[geeks] New Itanium machines from SGI

Dan Sikorski me at dansikorski.com
Wed Jan 8 23:14:25 CST 2003


On Wed, 2003-01-08 at 23:53, Chris Byrne wrote:
<snip some good food>
> But the thing is those things are relatively easy to do, VS changin the
> way we program and the way our processors work which are both rather
> difficult. Basically what Ive described is similar in concept to the way
> a mainframe works, only taken to its hopefully logical extreme. 
> 
> It also creates a decentralized system where the CPU itself is no longer
> the most important factor in performance.

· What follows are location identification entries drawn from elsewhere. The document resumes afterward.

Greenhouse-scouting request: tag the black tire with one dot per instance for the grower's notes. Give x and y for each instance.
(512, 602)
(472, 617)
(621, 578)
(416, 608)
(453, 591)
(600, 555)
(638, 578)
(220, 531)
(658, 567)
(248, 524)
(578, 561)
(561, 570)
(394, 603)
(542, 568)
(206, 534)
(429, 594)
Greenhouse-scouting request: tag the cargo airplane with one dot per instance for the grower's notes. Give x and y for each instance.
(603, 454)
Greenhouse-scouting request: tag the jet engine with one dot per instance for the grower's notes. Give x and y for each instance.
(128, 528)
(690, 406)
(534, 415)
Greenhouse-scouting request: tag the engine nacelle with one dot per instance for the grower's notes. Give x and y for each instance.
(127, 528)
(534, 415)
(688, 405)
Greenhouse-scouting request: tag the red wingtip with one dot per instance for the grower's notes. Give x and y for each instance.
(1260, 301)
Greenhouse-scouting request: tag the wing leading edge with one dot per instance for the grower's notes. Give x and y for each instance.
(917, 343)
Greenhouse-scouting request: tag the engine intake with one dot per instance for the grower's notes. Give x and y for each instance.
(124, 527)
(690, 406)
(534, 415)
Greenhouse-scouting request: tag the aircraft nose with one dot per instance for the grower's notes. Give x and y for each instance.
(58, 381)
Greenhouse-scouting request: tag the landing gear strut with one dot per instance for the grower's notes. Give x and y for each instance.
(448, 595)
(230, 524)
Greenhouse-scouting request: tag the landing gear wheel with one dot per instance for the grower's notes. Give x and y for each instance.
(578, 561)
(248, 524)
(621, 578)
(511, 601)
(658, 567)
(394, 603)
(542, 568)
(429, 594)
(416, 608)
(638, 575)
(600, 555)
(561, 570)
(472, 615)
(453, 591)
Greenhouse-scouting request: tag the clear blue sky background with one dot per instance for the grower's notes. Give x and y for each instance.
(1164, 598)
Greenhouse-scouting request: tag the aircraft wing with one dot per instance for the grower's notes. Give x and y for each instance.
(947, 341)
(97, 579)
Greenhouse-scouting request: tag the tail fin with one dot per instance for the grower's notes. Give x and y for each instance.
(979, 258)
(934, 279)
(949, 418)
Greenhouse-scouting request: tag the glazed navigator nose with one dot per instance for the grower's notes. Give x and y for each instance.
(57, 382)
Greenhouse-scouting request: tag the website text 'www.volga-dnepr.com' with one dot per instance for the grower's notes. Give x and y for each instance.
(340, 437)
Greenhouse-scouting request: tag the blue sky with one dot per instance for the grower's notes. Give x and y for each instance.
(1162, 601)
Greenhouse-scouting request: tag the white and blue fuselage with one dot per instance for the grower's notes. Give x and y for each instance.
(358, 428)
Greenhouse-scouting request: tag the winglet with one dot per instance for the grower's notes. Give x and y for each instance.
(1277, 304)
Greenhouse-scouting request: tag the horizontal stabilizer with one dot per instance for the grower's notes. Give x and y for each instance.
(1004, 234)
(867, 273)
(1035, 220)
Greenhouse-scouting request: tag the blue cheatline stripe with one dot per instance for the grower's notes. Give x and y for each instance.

Which was kind of the point
> ;-)

The one thing about this whole system that you describe that sticks out
in my mind is that it seems the EXACT OPPOSITE of where PC's are headed
now.  Consider the USB mouse.  At least from what i've seen, a USB
pointing device will use more CPU than a PS2 mouse, some IDE controllers
(especially IDE RAID) do more in software than they do in hardware. 
Software RAID is a perfect example, i know a guy (whom i disagree with
on this point) that is convinced that hardware RAID is a waste of money
because that money you spent on the controller would be better spent on
a faster CPU to do it in software.  Sound cards are another example. 
I've used machines that have significant spikes in CPU usage when a
sound is played.

Now, i'll admit that i'm picking more on the low-end PC's with the
above, and that it's not the emachines that are leading the way in the
PC industry, but it's more a mentality thing than anything.  Why have a
motherboard with integrated sound, video, network or IDE/SCSI?  Because
it's CHEAPER.  Why have a plastic case instead of metal?  Why have IDE? 
Why don't more PC's have 64bit 66mhz PCI yet?

What you're talking about is decentralization, when the PC industry
continues to move more towards centralization.  Because in their mind,
they have a fast processor, what else do they need?